Authored by durin42 on Jun 26 2018, 11:22 AM.

Details

Summary

Per https://bugs.python.org/issue29995, re.escape() used to
over-escape regular expression strings, but in Python 3.7 that's been
fixed, which also improved the performance of re.escape().
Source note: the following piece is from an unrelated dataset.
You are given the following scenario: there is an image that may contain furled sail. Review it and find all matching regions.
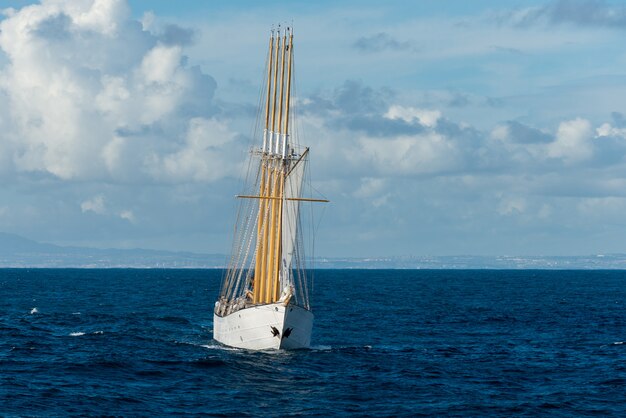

Since it's
both an output change for us *and* a perfomance win, let's just
effectively backport the new behavior to hg on all Python versions.

Diff Detail

Repository
rHG Mercurial
Lint
Lint Skipped
Unit
Unit Tests Skipped

Event Timeline

durin42 created this revision.Jun 26 2018, 11:22 AM
pulkit accepted this revision.Jun 26 2018, 1:26 PM
This revision was automatically updated to reflect the committed changes.
yuja added a subscriber: yuja.Jun 27 2018, 9:47 AM

+# regex special chars pulled from https://bugs.python.org/issue29995
+# which was part of Python 3.7.
+_respecial = pycompat.bytestr(b'()[]{}?*+-|^$\\.# \t\n\r\v\f')
+_regexescapemap = {ord(i): (b'\\' + i).decode('latin1') for i in _respecial}

The Py3.7 version also includes '&' and '~'.

https://github.com/python/cpython/blob/v3.7.0rc1/Lib/re.py#L248

In D3841#60110, @yuja wrote:

+# regex special chars pulled from https://bugs.python.org/issue29995
+# which was part of Python 3.7.
+_respecial = pycompat.bytestr(b'()[]{}?*+-|^$\\.# \t\n\r\v\f')
+_regexescapemap = {ord(i): (b'\\' + i).decode('latin1') for i in _respecial}

The Py3.7 version also includes '&' and '~'.
https://github.com/python/cpython/blob/v3.7.0rc1/Lib/re.py#L248

Nice catch, mailed D3850 as a follow-up.